Ortak üretim: Deneyimlerin ve kültürlerin buluşması
Türkiye ve Arap dünyası arasındaki ortak yapımların önemine vurgu yapan Eskander, ticari dağıtım konusunda da işbirliğinin gerekliliğini dile getirdi. Kızıldeniz Uluslararası Film Festivali'ndeki (RSIFF) filmleri desteklediklerini ve ekipleri Suudi Arabistan'a davet ettiklerini anlatan Eskander, bunun Suudi film yapımcılarıyla tanışma fırsatı sunduğunu belirtti.
Eskander, "Bugünlerde Mısır, Türkiye, Ürdün gibi ülkeler söz konusu olduğunda, sizlerin üretimde sahip olduğunuz deneyim, işbirliği yapmayı öğrenmek istediğimiz şeylerden biri. Ortak üretim sadece parayla ilgili değil, dağıtım da bunun büyük bir parçası. Sonra esas olarak bu deneyimlerle ilgili. Bir film Almanya, Türkiye ve Suudi Arabistan tarafından ortaklaşa üretildiğinde, bu toplantıları hayal edin. Burada gerçekleşen kültürel alışverişi hayal edin, burada gerçekleşen ve gelecekte herhangi bir ülkenin normu haline gelecek. Gençlerin de bu idollerden öğrendiklerini hayal edin," sözleriyle ortak yapımların çok yönlü faydalarını vurguladı.

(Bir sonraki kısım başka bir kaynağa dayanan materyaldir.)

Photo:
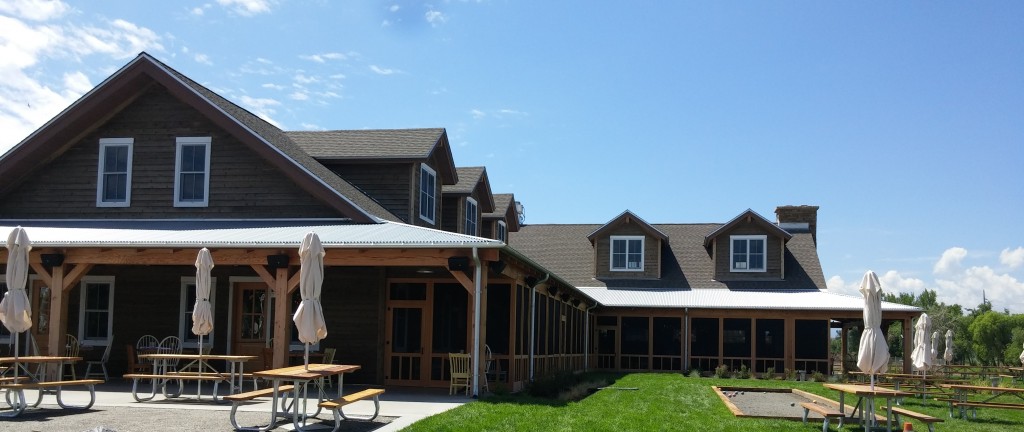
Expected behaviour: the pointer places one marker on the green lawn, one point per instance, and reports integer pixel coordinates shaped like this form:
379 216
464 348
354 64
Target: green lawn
671 401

Kapsamlı bir ekosistem için çalışmalar devam ediyor
Festivalde birçok program aracılığıyla bir ekosistem oluşturmaya çalıştıklarını ifade eden Eskander, "Dizi, film ve müzik laboratuvarları olan Kızıldeniz laboratuvarlarımız var. Eskiden kısa filmler yapardık. Şimdi uzun metrajlı filmlerini bizimle yapıyorlar. Festival sırasında gerçekleşen ve birçok film yapımcısını destekleyen proje pazarı var. Ardından, bu yıl aralık ayında olan yıl sonuna kadar birçok film sergilediğiniz festivalin kendisi var. Bu yüzden film yapımcılarına çok yönlü olarak yardımcı olan bir ekosistem oluşturmaya çalıştık. Yıl boyunca devam eden programlarımız var. İnsanların gelip bu tür filmler için seyirciyi izlemesi için kültürel gösterimler yapıyoruz. Aynı zamanda bu film yapımcılarına yıl boyunca daha fazla görünürlük kazandırıyoruz. Umarım bu sonsuza kadar devam eder," dedi.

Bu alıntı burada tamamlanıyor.